The share of mandates outsourced by German corporate pension funds more than doubled in the past two years, from 30% of portfolio assets to over 70%, according to Greenwich Associates.
The US-based consultant said the data confirmed a trend towards greater diversification of assets, which in turn had created a need for more specialised managers.
However, the researchers warned that “the shift won’t benefit all managers”.
“To the contrary, demand for core fixed income managers is collapsing,” Greenwich Associates noted in its report. Since 2015, the share of institutions expecting to hire a fixed income manager over the following 12 months dropped from over 12% to below 3%.

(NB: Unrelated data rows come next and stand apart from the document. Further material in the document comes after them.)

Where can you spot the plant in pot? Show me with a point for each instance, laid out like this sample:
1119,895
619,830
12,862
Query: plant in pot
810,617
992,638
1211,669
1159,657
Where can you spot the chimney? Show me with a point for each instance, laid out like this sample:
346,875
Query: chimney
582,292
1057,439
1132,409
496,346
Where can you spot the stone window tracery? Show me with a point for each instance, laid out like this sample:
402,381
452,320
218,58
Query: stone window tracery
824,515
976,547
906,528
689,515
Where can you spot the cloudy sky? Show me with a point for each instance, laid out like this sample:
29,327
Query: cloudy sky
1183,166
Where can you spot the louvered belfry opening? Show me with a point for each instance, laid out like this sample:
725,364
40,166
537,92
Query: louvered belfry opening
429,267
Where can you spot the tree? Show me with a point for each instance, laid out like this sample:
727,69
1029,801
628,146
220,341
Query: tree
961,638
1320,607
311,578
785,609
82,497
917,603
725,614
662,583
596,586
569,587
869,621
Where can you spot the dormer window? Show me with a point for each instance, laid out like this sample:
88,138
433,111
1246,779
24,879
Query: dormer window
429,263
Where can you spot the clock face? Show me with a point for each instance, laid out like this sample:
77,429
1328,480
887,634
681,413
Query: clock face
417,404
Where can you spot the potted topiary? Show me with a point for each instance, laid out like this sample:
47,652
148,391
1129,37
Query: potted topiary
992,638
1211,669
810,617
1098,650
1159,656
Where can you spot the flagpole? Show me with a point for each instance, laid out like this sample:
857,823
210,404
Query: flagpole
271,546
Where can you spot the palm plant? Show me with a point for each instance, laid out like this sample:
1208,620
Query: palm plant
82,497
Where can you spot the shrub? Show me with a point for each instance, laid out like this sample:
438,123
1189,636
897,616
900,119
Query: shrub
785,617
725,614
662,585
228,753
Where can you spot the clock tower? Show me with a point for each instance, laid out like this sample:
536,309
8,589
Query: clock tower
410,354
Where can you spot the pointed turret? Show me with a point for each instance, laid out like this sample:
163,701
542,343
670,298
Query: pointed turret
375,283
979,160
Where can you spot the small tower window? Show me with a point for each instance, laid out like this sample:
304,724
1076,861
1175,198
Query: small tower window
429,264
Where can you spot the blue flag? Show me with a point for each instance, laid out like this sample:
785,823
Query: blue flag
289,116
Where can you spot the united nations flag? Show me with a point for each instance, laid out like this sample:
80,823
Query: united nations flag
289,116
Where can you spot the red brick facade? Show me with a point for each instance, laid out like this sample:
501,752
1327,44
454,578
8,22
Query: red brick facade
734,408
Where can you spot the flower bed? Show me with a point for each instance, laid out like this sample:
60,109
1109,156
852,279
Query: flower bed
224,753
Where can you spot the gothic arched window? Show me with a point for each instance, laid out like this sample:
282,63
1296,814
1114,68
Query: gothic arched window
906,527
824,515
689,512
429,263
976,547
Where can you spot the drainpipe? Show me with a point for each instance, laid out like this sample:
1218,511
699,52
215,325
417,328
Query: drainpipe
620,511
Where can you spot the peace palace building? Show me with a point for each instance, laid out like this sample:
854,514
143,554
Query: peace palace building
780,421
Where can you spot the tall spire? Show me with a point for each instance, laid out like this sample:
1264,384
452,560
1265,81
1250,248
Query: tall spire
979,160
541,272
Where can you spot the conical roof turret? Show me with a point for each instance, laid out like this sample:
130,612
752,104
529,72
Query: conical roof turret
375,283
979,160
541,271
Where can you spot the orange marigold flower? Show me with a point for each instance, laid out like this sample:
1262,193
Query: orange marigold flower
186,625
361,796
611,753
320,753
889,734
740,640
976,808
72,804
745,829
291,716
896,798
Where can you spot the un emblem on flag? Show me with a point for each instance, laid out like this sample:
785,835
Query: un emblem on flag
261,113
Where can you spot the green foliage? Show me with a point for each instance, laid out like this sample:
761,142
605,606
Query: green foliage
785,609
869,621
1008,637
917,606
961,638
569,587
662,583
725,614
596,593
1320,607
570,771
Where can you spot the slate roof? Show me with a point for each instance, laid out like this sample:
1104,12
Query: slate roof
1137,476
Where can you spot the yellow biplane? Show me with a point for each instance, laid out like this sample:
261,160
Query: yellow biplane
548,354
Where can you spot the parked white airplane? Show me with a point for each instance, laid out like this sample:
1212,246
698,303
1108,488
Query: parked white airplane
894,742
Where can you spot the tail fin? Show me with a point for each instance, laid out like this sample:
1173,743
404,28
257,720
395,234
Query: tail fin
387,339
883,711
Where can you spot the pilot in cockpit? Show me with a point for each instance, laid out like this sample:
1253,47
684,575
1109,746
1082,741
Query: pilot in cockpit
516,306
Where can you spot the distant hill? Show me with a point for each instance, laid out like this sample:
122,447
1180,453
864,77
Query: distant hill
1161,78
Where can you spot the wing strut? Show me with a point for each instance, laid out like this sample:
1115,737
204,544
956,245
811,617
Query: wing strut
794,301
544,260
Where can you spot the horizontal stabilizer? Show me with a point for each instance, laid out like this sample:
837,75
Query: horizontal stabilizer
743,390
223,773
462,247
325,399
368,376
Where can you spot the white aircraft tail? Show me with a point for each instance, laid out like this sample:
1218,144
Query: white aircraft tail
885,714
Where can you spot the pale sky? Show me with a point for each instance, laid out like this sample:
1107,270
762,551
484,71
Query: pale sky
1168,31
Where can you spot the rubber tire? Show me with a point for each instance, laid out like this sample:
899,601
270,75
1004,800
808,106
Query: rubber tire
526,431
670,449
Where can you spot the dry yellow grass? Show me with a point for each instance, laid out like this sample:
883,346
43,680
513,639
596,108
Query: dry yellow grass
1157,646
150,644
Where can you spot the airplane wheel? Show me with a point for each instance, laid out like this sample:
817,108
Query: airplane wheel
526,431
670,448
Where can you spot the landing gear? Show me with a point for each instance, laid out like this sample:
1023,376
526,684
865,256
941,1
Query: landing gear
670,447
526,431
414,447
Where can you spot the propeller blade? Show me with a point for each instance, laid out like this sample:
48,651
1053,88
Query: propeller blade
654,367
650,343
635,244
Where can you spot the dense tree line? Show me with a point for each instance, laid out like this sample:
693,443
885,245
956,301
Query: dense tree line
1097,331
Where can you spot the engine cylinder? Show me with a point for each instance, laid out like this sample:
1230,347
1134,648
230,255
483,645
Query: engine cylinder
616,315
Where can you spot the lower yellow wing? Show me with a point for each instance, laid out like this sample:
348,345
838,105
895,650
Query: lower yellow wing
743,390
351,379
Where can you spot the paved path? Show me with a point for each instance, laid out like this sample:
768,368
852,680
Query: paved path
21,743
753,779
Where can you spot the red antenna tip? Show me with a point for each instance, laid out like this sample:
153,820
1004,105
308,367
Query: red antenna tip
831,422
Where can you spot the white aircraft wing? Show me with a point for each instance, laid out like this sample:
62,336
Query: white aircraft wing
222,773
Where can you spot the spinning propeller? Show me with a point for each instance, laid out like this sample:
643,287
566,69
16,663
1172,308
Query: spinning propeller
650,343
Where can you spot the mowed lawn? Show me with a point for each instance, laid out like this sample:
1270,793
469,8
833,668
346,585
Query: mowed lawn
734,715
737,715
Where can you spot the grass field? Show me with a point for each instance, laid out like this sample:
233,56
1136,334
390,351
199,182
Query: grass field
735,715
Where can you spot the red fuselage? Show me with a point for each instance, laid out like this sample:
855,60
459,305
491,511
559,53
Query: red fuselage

The only fixed income sector in which investors expect to increase investments is emerging market debt.
At the same time, more investors plan to hire managers for alternatives and real estate allocations.
Greenwich also assessed the socially responsible investment (SRI) trends of the survey’s 240 respondents.
“As a population, Germans are right in step with other Europeans in terms of their commitment and even passion for environmental and social issues,” said Markus Ohlig, managing director at Greenwich Associates. “But at the moment, it seems there is some disconnect between those cultural attitudes and the governance of large institutions.”
In Germany, the share of institutional investors considering SRI as an important feature in their manager selection process was “among the lowest in Europe”, Greenwich reported.
While in the Netherlands 97% of investors thought it was important to include SRI in the criteria for manager selection, only 32% of German institutions agreed.
Only Switzerland had a lower share at 24%, while the UK and France each recorded 53%.
Greenwich interviewed 240 German institutional investors including retirement providers, banks, insurers, foundations and supranationals during the first quarter of 2018.